The cryptocurrency market experienced its largest liquidation event on record last Friday, with over $19 billion in Leveraged positions wiped out and more than 1.6 million traders liquidated in a single day. The collapse was triggered by former President Trump's announcement of 100% tariffs on Chinese goods, leading to a rapid sell-off and a $20,000 swing in Bitcoin's price. The event erased approximately $380 billion in market capitalization.

The liquidation reignited the debate between centralized exchanges (CEXs) and decentralized finance (DeFi) platforms over transparency. Jeff, co-founder of on-chain exchange Hyperliquid, emphasized that every transaction on their platform is publicly verifiable on-chain, contrasting with CEXs which he accused of underreporting liquidations by up to 100 times.
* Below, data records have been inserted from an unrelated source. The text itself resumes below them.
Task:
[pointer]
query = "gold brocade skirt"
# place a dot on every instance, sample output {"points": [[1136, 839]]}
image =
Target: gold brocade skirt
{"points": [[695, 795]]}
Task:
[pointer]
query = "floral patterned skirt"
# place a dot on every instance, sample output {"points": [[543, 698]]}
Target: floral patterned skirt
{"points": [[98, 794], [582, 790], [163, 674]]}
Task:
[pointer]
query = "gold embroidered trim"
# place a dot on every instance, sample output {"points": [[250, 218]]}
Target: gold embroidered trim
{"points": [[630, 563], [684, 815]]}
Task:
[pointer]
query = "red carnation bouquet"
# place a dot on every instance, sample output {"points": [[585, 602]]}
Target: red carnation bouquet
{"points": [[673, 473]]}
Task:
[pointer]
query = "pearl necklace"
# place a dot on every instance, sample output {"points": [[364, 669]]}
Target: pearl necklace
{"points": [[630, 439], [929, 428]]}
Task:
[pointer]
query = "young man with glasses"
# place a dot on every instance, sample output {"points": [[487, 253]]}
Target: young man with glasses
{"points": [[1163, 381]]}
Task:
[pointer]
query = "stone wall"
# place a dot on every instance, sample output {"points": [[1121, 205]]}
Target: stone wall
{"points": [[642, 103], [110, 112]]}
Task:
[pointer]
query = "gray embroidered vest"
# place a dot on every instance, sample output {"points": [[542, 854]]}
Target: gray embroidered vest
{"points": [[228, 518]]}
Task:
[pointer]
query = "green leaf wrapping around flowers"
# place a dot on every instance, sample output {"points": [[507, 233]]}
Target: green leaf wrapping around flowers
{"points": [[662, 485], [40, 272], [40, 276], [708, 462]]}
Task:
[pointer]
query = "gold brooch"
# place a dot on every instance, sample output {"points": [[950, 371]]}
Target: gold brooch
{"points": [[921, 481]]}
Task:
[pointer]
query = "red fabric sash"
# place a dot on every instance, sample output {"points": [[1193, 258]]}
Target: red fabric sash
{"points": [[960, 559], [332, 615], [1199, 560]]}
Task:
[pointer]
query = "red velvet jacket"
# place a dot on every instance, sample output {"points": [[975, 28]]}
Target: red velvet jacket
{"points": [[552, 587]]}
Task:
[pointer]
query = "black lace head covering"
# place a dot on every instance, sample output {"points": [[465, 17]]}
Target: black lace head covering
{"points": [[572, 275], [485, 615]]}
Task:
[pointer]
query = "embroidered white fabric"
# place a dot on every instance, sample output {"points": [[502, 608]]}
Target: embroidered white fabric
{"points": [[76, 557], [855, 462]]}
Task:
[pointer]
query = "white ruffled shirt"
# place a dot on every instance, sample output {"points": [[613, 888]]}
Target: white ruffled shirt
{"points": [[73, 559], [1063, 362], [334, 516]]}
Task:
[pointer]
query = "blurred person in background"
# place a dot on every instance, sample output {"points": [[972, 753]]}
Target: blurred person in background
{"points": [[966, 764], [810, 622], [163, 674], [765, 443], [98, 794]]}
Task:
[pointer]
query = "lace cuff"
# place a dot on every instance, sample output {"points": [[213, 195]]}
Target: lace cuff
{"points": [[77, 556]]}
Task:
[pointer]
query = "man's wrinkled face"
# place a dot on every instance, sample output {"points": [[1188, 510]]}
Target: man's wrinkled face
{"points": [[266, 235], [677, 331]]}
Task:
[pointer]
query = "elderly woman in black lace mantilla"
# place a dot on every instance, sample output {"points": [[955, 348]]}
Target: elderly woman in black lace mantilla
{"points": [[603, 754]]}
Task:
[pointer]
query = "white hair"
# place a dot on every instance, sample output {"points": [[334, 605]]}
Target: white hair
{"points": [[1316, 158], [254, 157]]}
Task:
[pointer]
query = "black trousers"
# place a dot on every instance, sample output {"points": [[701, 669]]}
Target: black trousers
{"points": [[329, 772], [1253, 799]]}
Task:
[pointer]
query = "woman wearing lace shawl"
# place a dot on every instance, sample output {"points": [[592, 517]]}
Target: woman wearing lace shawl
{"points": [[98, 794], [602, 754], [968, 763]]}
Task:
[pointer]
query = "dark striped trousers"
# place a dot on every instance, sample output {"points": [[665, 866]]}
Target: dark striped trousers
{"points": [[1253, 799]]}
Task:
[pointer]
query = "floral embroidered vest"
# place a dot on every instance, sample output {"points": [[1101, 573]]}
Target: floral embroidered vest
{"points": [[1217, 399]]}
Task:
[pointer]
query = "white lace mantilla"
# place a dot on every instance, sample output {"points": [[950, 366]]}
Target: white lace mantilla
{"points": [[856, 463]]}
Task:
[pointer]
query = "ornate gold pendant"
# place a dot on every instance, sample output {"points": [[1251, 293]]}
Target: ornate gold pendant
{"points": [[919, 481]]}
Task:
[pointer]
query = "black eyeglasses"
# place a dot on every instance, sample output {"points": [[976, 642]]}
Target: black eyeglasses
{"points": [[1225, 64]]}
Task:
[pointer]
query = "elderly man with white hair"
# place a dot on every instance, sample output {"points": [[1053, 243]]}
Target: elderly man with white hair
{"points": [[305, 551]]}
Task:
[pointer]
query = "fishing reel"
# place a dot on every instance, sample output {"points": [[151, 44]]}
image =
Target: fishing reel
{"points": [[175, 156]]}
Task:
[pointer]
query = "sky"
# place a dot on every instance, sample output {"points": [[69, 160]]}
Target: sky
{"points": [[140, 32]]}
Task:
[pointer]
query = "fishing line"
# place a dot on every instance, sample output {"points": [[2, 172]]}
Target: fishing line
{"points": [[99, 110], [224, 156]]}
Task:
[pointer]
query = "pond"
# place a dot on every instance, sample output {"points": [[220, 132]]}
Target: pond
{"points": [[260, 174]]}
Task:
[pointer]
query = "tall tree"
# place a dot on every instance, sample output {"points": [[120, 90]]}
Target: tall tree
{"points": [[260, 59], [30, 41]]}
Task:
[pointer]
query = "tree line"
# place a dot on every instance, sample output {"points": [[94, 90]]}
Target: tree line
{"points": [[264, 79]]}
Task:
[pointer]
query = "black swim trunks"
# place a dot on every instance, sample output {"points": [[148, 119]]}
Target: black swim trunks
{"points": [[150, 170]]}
Hyperliquid's upcoming HIP-3 upgrade aims to enable fully decentralized futures trading.

Backpack Exchange founder Armani Ferrante pointed out the flaws in deep market liquidity, which vanished during the crash. He praised Hyperliquid's decentralized solvency mechanisms and suggested adding circuit breakers to mitigate volatility. Meanwhile, Ethena's USDe stablecoin faced scrutiny after a Binance glitch, though it was clarified that the issue stemmed from oracle and API failures rather than a depegging event.